Game: Advanced Wars: Days of Ruin
Genre: Turn-Based Strategy
Platform: Nintendo DS
In the last few months, I’ve been trying to step outside the genres of video games I’m normally attracted to and expand my gaming horizons. This includes playing games of a tactical or strategic nature, like Jeanne d’Arc and Final Fantasy Tactics for the PSP. With Advanced Wars: Days of Ruin for the DS, I’ve gotten a taste of turned-based strategy, and I think I like it.
Although this is not the first game in the Advanced Wars series, this is the first one I’ve played, and I’m told that the story is considerably darker in this installment. The “Days of Ruin” subtitle refers to the post-apocalyptic world in which the story takes place. Most of the human race has been destroyed by a series of meteors that have struck our planet. Will, a young student from a nearby military academy, is one of the few to have lived through the destruction. He soon becomes involved in a growing army dedicated to saving as many survivors as possible, though they are being met with a lot of resistance.
The DS’s touch-screen interface is very well suited for strategy-based gameplay, and battle controls are very simple and natural. It’s easy enough for a strategy newcomer to jump right in and play, unlike some games of the same nature that have unnaturally steep learning curves. As the game goes on, the battles take place across different terrains that offer new challenges to player, so that the point-and-direct attack style doesn’t get stale.
Days of Ruin’s 2-D graphics aren’t the most impressive I’ve ever seen on the DS, but they are certainly pretty.
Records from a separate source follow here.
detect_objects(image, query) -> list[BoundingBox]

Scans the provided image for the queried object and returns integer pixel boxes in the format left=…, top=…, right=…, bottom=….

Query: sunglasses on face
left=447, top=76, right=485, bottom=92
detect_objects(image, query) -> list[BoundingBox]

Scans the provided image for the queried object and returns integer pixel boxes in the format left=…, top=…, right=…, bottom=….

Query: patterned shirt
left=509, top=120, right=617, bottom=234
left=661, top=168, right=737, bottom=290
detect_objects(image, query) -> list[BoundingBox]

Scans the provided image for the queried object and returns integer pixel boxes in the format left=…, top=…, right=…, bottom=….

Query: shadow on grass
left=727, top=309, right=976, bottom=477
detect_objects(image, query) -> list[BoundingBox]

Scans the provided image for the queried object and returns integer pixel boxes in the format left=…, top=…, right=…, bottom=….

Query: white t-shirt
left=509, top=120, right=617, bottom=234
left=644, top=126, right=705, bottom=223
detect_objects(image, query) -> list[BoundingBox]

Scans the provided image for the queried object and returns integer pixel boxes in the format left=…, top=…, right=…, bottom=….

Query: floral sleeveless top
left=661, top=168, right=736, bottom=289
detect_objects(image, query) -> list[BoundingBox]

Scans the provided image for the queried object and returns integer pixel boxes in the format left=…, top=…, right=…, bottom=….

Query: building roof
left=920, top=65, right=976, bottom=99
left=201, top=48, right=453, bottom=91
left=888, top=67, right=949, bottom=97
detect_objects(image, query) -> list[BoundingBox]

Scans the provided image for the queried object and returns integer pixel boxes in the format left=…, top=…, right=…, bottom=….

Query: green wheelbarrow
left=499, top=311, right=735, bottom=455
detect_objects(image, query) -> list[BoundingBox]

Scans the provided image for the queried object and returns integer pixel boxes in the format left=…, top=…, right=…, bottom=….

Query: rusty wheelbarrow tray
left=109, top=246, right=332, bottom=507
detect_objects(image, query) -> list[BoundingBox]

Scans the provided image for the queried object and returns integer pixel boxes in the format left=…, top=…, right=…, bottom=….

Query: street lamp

The artistic style suits the game well, matching its dark and dreary tone. The soundtrack, which is some kind of strange futuristic techno, also fits in perfectly, although elsewhere it might sound bizarre.
What really makes this game different from the rest of the Advanced Wars series is the online play that has become the standard for most DS games. The multiplayer action may earn this a spot in the new generation, but I feel like the campaign mode may have suffered because of this. While the storyline is great and the battles are fun, I feel like there could have been a little something more there to truly hook gamers in. Even more, I wish that more developers would understand that online play isn’t the end-all and be-all to judge a game by, and that plenty of people still buy games for the single-player campaign. I spend a lot of time playing handhelds by myself, whether it’s on the train (three hours a day, by the way) or while my better half is taking up the TV playing Madden, so there’s got to be a lot there for me to justify a purchase.
This may sound like I’m being overly negative and giving a bad review, but I’m not. The campaign mode is honestly quite good. I just think that there could have been something there to make it really great. Perhaps more customizable options or varied battles would have made this game more addictive or given it a higher replay value. There are games that are good, and then there are games that are so much fun and so addictive you can’t wait to play again. Days of Ruin doesn’t disappoint, but it also didn’t make me want to throw out all my old-school RPGs in favor of more strategic combat.
If you’re a fan of turn-based strategy, don’t let my little multiplayer rant deter you from picking up this game; it’s definitely a fun and interesting title, especially if you’re actually going to utilize the multiplayer modes. If, like me, you’re new to the genre and don’t really know where to start, I’d still recommend a rental. Definitely spend some time with this one, DS owners; you might just find out that you like strategy more than you knew.